\n\nMethods: Ten experimental adhesive systems were formulated
according to the addition of CHX diacetate (0 [control], 0.01, 0.05, 0.1 and 0.2%) in the two ER. For UTS and DC, specimens were constructed and tested after 24 h. For WS, SO and CR, after specimens build-up, they were stored in water and the properties measured after 60 days. The occlusal enamel of fifty molars was removed and the adhesives were applied in dentine surface after 37% phosphoric acid etching. After composite resin build-ups, specimens were longitudinally sectioned to obtain resin-dentine bonded sticks (0.8 mm(2)). Specimens were tested in tension at 0.5 mm/min in the IM or 1Y. For NL, 2 bonded selleck kinase inhibitor sticks from each tooth were prepared and analyzed under SEM. The data were submitted
to appropriate statistical analysis (alpha = 0.05).\n\nResults: The addition of CHX did not influence UTS, DC, WS and SO (p < 0.05). Higher CR was observed in adhesives with higher concentration of CHX (p < 0.05). After 1Y, significant reductions of mu TBS and increases of NL were observed in the control groups (p < 0.05). Reductions of mu TBS and increase of NL over time were not observed (AM) for CHX-containing adhesives or it was less pronounced than the control (XP) regardless of the CHX concentration.\n\nConclusions: The addition of CHX diacetate in concentrations until 0.2% in the simplified ER adhesive systems may be an alternative to increase the long-term stability of resin-dentine interfaces,
without SNX-5422 nmr jeopardizing the adhesives’ mechanical properties evaluated. (C) 2013 Published by Elsevier Ltd.”

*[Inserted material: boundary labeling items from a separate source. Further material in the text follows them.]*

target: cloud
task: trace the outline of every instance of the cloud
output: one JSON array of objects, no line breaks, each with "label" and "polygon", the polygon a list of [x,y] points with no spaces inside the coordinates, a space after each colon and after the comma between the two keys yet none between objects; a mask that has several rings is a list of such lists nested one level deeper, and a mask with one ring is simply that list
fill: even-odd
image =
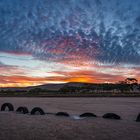
[{"label": "cloud", "polygon": [[139,1],[0,3],[0,51],[47,61],[87,57],[104,63],[139,65],[140,30],[137,25],[131,26],[139,19]]}]

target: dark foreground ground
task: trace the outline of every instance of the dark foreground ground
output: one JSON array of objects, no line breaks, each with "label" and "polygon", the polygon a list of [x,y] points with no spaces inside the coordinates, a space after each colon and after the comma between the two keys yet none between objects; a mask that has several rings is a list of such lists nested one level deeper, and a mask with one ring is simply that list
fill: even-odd
[{"label": "dark foreground ground", "polygon": [[[42,107],[45,112],[66,111],[71,117],[31,116],[0,112],[0,140],[140,140],[140,98],[0,98],[0,105],[11,102],[15,109]],[[97,118],[74,119],[84,112]],[[107,112],[122,120],[106,120]]]}]

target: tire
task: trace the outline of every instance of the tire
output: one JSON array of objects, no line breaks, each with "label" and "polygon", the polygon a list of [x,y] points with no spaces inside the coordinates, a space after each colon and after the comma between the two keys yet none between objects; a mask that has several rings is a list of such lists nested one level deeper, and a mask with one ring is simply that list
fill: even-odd
[{"label": "tire", "polygon": [[69,117],[70,116],[67,112],[57,112],[55,115],[56,116],[65,116],[65,117]]},{"label": "tire", "polygon": [[95,114],[86,112],[80,115],[80,117],[97,117]]},{"label": "tire", "polygon": [[18,107],[17,110],[16,110],[17,113],[20,113],[20,114],[27,114],[29,113],[29,110],[27,107]]},{"label": "tire", "polygon": [[8,108],[9,111],[14,111],[14,106],[11,103],[4,103],[1,106],[1,111],[6,111],[6,108]]}]

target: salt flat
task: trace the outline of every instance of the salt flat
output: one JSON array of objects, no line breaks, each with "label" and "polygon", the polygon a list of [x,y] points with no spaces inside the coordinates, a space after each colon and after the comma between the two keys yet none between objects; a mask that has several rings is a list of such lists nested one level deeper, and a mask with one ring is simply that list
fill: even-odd
[{"label": "salt flat", "polygon": [[[140,140],[140,123],[134,121],[140,113],[140,98],[0,98],[0,105],[5,102],[15,109],[39,106],[46,113],[93,112],[98,117],[74,120],[0,112],[0,140]],[[103,119],[107,112],[117,113],[122,120]]]}]

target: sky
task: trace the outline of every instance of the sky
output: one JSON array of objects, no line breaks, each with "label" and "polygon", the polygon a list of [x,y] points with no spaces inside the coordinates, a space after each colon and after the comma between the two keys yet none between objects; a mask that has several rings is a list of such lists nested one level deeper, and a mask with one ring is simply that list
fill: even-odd
[{"label": "sky", "polygon": [[0,0],[0,87],[140,80],[140,0]]}]

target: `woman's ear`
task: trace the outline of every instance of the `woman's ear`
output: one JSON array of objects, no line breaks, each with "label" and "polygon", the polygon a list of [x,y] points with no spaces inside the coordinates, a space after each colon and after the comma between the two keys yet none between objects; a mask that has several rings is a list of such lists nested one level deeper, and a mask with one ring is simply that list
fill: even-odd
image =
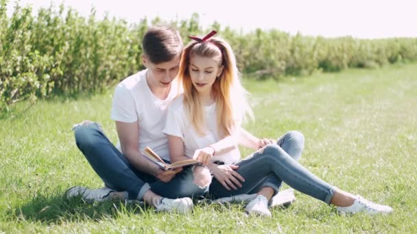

“Only a limited number of noninvasive techniques are available to directly measure the dynamic behavior of lipids in model and cell membranes. Here, we explored whether a commercial instrument could be used for fluorescence correlation spectroscopy (FCS) under pulsed stimulated emission depletion (STED). To overcome issues with photobleaching and poor distinction between confocal and STED signals, we implemented resonant line-scan STED with filtered FCS, which has the additional benefit of autocalibrating the dimensions of the point-spread IPI-145 Angiogenesis inhibitor function and obtaining spatially resolved molecular mobility at subdiffraction resolution. With supported lipid bilayers, we achieved a detection spot radius of 40 nm, although at the expense of decreased molecular brightness. We also used this approach to map the dynamics of Atto646N-labeled sphingomyelin and phosphatidylethanolamine in the plasma membrane. Despite the reliability of the method and the demonstration that photobleaching and the photophysical properties of the dye did not influence diffusion measurements, we found great heterogeneities even within one cell. For both lipids, regions of high local density correlated with slow molecular diffusion, indicating trapping of Atto646N-labeled lipids. Future studies with new dyes are needed to reveal the origin of the trapping.